The single biggest impediment to London’s tech future is a shortage of talent, according to a Tech London Advocates, the independent private sector group.
A survey of the group’s members highlighted that Advocates believe shortage of talent and immigration legislation are threatening London technology’s continued growth.
Russ Shaw, founder of Tech London Advocates, comments, “A lack of skills and challenging immigration legislation is inhibiting growth in the capital and threatening London’s position as a global technology hub. Encouraging young people to study STEM (science, technology, engineering and maths) subjects and initiatives to encourage digital skills are important steps in the right direction but we are calling on the government to review education and immigration legislation to fuel the long term growth of London’s most vibrant industry.”
A selection of fast growing businesses identified below by Tech London Advocates as the most promising for 2014 were asked about the challenges they faced around immigration and talent. Nearly all reported difficulties around recruitment despite having, on average, seven open vacancies.
Leslie Sarma, associate at Penningtons Manches LLP and Tech London Advocates immigration working group lead, comments, “We believe there is still work to be done in assisting rapid growth startups looking to staff up quickly. The expansion of Tier 1 (Exceptional Talent) to the tech sector is an excellent step, and we look forward to continued work with the Home Office to facilitate growth across the digital technology community throughout the UK.”
The study will be released ahead of the first anniversary summit of Tech London Advocates, London: Capital Gains, where speakers such as Kit Malthouse, deputy London mayor for business and enterprise, Gerard Grech, CEO of Tech City UK and Sherry Coutu, angel investor will discuss key issues facing London’s technology sector.
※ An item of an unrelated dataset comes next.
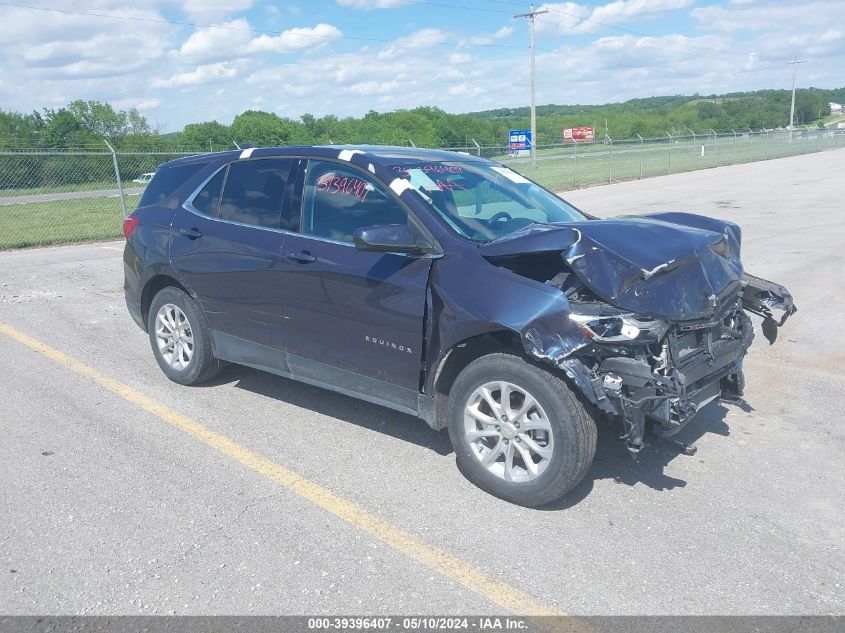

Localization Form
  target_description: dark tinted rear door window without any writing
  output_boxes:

Business owners from the tech pioneers identified by the Tech London Advocates study, expand on how the problems of talent and immigration are affecting them:
Sarah Wood, founder of Unruly, comments, “I’m a strong believer that the best teams are diverse teams. A diverse team, with people of different ages, backgrounds and areas of expertise, is best placed to meet the challenges and opportunities of the new economy, the digital economy that’s so crucial to the growth of UK plc. Initiatives like the introduction of a new visa route for tech talent, The Exceptional Talent Visa, are welcomed, and in addition to nurturing homegrown talent, the Government needs to do more to reduce the cost, complexity and time taken to push through visa applications.”
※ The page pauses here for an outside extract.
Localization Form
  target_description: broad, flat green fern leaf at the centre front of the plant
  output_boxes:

Ruth Barnett, head of communications at SwiftKey, comments, “We need skilled staff who are native speakers of key languages, such as Chinese and Japanese. This can be challenging as there is a lengthy visa process that doesn’t always make that potential employee – who are often being courted by tech companies in other countries too – feel especially welcome. The technology sector is all about pace of execution – when competing in the global mobile sector you have to be fast. Anything that slows us down and absorbs the time of senior staff runs the risk of making us less competitive.”
Dan Crow, CTO of Songkick, comments, “We’ve found it challenging to get highly skilled people to join us from outside the EU. There is a deep pool of highly experienced people in Silicon Valley. We’ve managed to tempt a few of them to London, but we’ve also lost some very promising potential employees because it is so hard for Americans to get work visas for the UK.”
Ed Bussey, founder of Quill, comments, “60% of our technology team and 30% of the company’s London based employees are from outside the UK. This reflects the international mix of the applicants and our approach to hire the best possible talent wherever it comes from.”
Michal Zlabek, marketing manager at Growth Intelligence, comments ‘In our experience, there is a shortage of senior developers and it’s difficult to get relevant CV’s in, particularly from recruiters.’